Donde Dios nos quiere

 

        Éste es el día que hizo el Señor, alegrémonos. Así, con toda razón, canta la Liturgia, pues conmemoramos hoy la manifestación del esplendor divino en nuestro mundo. Los anteriores prodigios: tantas profecías cumplidas; tantas palabras llenas de verdad y consuelo pronunciadas por el Hijo del Hombre; aquella conducta intachable, ejemplar: aprended de mí..., ¿quién me acusará de pecado?; tantas curaciones, hasta los muertos volvían a la vida por su palabra... Bien..., todo aquello se queda en nada; es insignificante, frente a la manifestación gloriosa de Jesús resucitado, que vence por su propio poder a la inamovible losa de la muerte: por la misma virtud de Cristo, el cadáver vuelve a la vida. Es, en verdad, Señor en la vida y de la muerte. Ya lo advirtió: doy mi vida para tomarla de nuevo. Nadie me la quita, sino que yo la doy libremente. Tengo potestad para darla y tengo potestad para recuperarla. Éste es el mandato que he recibido de mi Padre.
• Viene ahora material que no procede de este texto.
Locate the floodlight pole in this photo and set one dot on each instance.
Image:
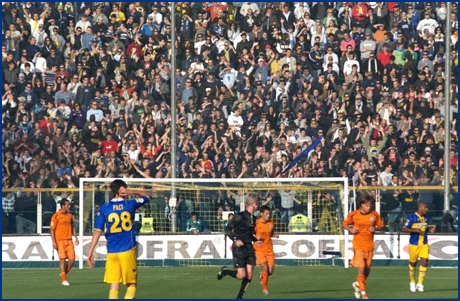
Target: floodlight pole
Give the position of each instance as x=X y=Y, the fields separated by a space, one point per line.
x=173 y=114
x=447 y=102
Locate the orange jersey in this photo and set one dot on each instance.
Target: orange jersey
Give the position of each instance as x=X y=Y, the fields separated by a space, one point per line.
x=364 y=239
x=62 y=223
x=263 y=231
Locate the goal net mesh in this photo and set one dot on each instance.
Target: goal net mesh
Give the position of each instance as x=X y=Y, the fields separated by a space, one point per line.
x=323 y=201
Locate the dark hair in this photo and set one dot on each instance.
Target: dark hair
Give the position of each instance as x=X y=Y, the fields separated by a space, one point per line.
x=63 y=201
x=116 y=185
x=264 y=208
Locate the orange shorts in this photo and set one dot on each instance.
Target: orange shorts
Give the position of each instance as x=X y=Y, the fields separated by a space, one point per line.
x=265 y=257
x=362 y=259
x=66 y=249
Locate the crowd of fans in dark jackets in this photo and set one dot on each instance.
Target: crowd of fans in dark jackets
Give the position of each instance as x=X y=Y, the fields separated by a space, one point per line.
x=87 y=93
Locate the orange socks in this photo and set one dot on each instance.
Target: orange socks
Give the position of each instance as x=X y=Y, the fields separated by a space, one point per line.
x=362 y=282
x=63 y=277
x=264 y=277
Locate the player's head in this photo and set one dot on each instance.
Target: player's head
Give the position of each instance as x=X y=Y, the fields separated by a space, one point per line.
x=65 y=204
x=366 y=202
x=116 y=185
x=422 y=208
x=251 y=203
x=265 y=213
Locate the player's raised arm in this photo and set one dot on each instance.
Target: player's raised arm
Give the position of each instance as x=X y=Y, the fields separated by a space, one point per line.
x=96 y=235
x=137 y=192
x=231 y=226
x=407 y=227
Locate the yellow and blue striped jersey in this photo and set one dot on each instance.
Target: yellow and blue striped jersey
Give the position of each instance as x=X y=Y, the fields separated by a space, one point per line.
x=118 y=217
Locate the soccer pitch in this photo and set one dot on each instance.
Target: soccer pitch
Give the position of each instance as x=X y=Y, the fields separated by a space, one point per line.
x=288 y=282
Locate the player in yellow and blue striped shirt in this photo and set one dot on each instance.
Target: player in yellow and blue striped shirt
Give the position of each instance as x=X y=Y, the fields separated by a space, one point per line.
x=417 y=226
x=117 y=218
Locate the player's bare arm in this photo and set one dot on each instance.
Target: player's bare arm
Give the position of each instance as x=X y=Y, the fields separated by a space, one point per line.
x=74 y=232
x=96 y=235
x=410 y=230
x=349 y=228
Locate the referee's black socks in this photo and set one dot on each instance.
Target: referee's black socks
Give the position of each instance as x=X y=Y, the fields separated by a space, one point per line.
x=244 y=285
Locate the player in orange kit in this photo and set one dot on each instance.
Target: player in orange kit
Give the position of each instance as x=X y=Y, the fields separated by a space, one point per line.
x=365 y=222
x=265 y=256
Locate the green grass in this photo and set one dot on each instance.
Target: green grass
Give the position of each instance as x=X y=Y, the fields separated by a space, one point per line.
x=288 y=282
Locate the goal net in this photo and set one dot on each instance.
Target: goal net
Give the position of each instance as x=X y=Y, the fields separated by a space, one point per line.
x=163 y=225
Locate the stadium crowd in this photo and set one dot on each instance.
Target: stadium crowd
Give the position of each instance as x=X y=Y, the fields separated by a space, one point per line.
x=86 y=93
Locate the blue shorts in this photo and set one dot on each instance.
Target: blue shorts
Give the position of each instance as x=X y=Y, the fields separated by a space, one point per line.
x=416 y=252
x=121 y=267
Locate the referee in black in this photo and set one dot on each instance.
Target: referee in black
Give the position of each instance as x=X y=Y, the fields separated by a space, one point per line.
x=241 y=230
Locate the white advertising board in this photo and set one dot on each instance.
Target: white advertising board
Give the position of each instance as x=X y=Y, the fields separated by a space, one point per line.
x=39 y=248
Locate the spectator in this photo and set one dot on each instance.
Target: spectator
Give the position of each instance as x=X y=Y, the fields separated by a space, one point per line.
x=194 y=224
x=254 y=83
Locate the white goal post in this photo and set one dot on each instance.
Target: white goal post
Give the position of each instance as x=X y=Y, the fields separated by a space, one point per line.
x=311 y=184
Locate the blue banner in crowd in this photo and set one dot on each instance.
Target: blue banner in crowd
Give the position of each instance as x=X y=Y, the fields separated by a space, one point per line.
x=301 y=155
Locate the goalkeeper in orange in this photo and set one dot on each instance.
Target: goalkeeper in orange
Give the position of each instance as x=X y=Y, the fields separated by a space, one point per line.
x=365 y=222
x=265 y=256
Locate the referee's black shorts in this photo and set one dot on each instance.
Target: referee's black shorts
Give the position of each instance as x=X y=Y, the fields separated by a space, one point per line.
x=243 y=256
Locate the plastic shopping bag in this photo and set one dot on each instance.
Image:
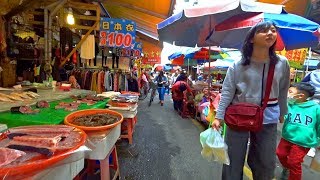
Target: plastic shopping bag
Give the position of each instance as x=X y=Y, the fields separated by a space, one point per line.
x=213 y=146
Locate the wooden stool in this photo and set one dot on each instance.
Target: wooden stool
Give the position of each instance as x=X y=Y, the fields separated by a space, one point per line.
x=128 y=125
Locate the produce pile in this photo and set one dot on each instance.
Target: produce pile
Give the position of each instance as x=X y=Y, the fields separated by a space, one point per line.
x=95 y=120
x=14 y=96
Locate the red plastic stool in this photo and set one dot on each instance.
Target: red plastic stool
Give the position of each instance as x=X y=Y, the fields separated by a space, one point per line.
x=127 y=128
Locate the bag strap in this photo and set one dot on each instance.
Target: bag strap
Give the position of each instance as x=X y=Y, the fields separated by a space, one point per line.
x=269 y=85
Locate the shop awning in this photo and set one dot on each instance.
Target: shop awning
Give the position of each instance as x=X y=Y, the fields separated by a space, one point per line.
x=298 y=7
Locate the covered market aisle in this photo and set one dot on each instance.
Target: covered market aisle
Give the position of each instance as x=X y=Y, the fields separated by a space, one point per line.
x=166 y=146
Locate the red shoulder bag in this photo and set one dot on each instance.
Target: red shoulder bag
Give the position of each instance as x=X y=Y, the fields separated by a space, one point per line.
x=249 y=116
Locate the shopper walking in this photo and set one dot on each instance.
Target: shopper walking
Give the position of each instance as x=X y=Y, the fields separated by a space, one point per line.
x=161 y=80
x=301 y=130
x=178 y=89
x=243 y=83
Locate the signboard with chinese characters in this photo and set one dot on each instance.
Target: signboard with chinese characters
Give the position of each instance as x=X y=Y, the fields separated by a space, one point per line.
x=117 y=33
x=135 y=50
x=296 y=57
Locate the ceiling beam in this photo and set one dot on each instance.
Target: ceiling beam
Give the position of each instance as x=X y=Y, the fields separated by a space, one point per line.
x=171 y=8
x=25 y=5
x=136 y=8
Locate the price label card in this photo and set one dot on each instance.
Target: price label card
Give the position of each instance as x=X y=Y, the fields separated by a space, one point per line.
x=117 y=33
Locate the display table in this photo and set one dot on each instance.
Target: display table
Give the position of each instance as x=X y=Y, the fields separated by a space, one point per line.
x=49 y=95
x=66 y=169
x=129 y=121
x=45 y=116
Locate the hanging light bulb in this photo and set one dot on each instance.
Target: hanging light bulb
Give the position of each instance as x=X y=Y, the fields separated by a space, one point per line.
x=70 y=18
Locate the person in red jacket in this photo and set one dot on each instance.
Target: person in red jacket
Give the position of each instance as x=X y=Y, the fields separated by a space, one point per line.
x=177 y=89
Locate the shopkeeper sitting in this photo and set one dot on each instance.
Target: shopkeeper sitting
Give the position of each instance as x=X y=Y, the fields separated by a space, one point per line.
x=132 y=84
x=178 y=89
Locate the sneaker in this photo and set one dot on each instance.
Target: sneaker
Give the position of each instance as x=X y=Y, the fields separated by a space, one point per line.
x=312 y=152
x=284 y=174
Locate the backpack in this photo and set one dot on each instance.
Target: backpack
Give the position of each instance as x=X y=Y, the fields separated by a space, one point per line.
x=182 y=87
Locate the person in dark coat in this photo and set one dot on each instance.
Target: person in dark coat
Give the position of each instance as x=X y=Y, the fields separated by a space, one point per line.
x=132 y=84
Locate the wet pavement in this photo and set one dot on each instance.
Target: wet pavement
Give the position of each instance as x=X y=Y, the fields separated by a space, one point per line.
x=166 y=147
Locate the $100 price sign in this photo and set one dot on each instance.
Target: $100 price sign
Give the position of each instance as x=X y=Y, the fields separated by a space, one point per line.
x=117 y=33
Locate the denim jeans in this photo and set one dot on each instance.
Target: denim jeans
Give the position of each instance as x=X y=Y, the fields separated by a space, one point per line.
x=161 y=92
x=261 y=155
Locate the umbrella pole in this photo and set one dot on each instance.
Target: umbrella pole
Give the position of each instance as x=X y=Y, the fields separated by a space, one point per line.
x=210 y=80
x=188 y=67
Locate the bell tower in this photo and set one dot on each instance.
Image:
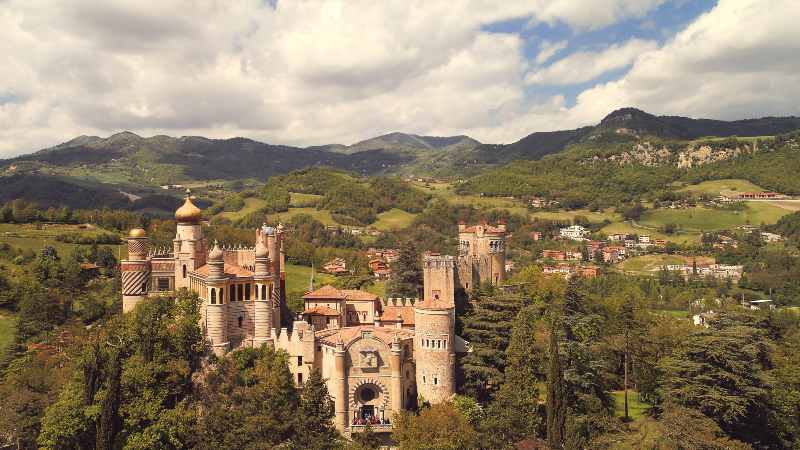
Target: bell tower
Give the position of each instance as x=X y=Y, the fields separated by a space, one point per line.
x=189 y=243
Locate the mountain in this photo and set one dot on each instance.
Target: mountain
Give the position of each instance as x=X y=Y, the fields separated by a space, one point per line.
x=626 y=123
x=406 y=142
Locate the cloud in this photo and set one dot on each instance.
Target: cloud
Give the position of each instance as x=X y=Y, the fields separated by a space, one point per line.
x=549 y=49
x=736 y=61
x=307 y=73
x=592 y=15
x=583 y=66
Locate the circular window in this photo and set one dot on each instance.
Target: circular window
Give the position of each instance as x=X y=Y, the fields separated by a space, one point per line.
x=367 y=394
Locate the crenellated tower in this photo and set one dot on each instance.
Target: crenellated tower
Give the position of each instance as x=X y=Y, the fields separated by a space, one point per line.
x=481 y=254
x=264 y=279
x=216 y=303
x=135 y=270
x=434 y=340
x=189 y=245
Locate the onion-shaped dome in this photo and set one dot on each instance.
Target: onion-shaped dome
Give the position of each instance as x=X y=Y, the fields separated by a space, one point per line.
x=188 y=213
x=136 y=233
x=215 y=254
x=261 y=250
        Así confirma Jesucristo de modo indudable su absoluto señorío en el mundo. Pues no muestra su poder únicamente sobre las realidades físicas presentes en la naturaleza, sino sobre la misma vida humana, que recupera con más esplendor que antes de la muerte –gloriosa–, tras la resurrección. Es el Evangelio definitivo, la Noticia que Dios trasmite por fin a la humanidad, tras muchos siglos de sucesivas revelaciones: que nuestra vida debe ser divina. Ese es nuestro acabado destino, el proyecto divino para cada hombre.

        San Pablo explica que Cristo ha resucitado de entre los muertos, como primer fruto de los que mueren. Porque como por un hombre vino la muerte, también por un hombre la resurrección de los muertos. Y así como en Adán todos mueren, así también en Cristo todos serán vivificados. A los que mueren según Cristo les corresponde, pues, una resurrección como la suya. Aunque nunca seremos dioses, su vida gloriosa como resucitado es modelo de la que corresponde a los hijos de Dios en la Eterna Bienaventuranza.

        No eran, pues, tan sólo formas de decir, aquellas expresiones llenas de afecto de Jesús, que dirige a sus discípulos: En la casa de mi Padre hay muchas moradas. De lo contrario, ¿os hubiera dicho que voy a prepararos un lugar? Cuando me haya marchado y os haya preparado un lugar, de nuevo vendré y os llevaré junto a mí, para que, donde yo estoy, estéis también vosotros. Por lo demás, nos aseguró: Yo soy el Camino, la Verdad y la Vida; nadie va al Padre si no es a través de mí.

        Las mujeres que acudieron piadosamente al sepulcro la mañana del domingo siguiente a la muerte de Jesús, con la intención de acabar de embalsamar el cuerpo, quedaron desconcertadas, nos cuenta san Lucas. Tuvieron por primera vez la experiencia de una vida gloriosa según Dios: la atrocidad de la Pasión, para ellas tan notoria, no había podido finalmente con Cristo. La vida divina en Él había triunfado sobre la muerte, según el mismo Jesús predijera: que convenía que el Hijo del Hombre fuera entregado en manos de los pecadores, y fuera crucificado y resucitase al tercer día.

        Después de muchos días, los cincueta días de Pascua que celebra la Liturgia de la Iglesia, Jesús asciende corporalmente al Cielo. Antes, sin embargo, da muestras evidentes de su vida gloriosa: vida humana, pero sin los vínculos corpóreos, materiales, que condicionan nuestra existencia.

        No es, pues, la vida del hombre para este mundo que contemplan nuestros ojos; que, por perfecto y agradable que nos parezca, no puede prescindir del freno y el lastre unidos a todo lo material. También el mundo –según explicará San Pablo– debe ser glorificado para nuestra vida en Dios. Agradezcamos a nuestro Creador su gran bondad con decisiones eficaces de correspondencia por nuestra parte. No queramos agotar nuestros afanes en ideales terrenos que reconocemos pasajeros y, sin embargo, parecen captar nuestras más nobles energías. El hombre, sobre todo iluminado con la luz de la fe, es capaz de remontarse sobre lo cotidiano y sensible, y comprender su existencia cargada de una riqueza trascendente que escapa hoy a su experiencia.

        Nuestra Madre del Cielo es Madre de Dios, Reina de los Ángeles y de los Santos. Desde el anuncio de Gabriel tomó conciencia clara de su destino en Dios. Le pedimos nos conceda entender cada día mejor la grandeza de nuestra vida.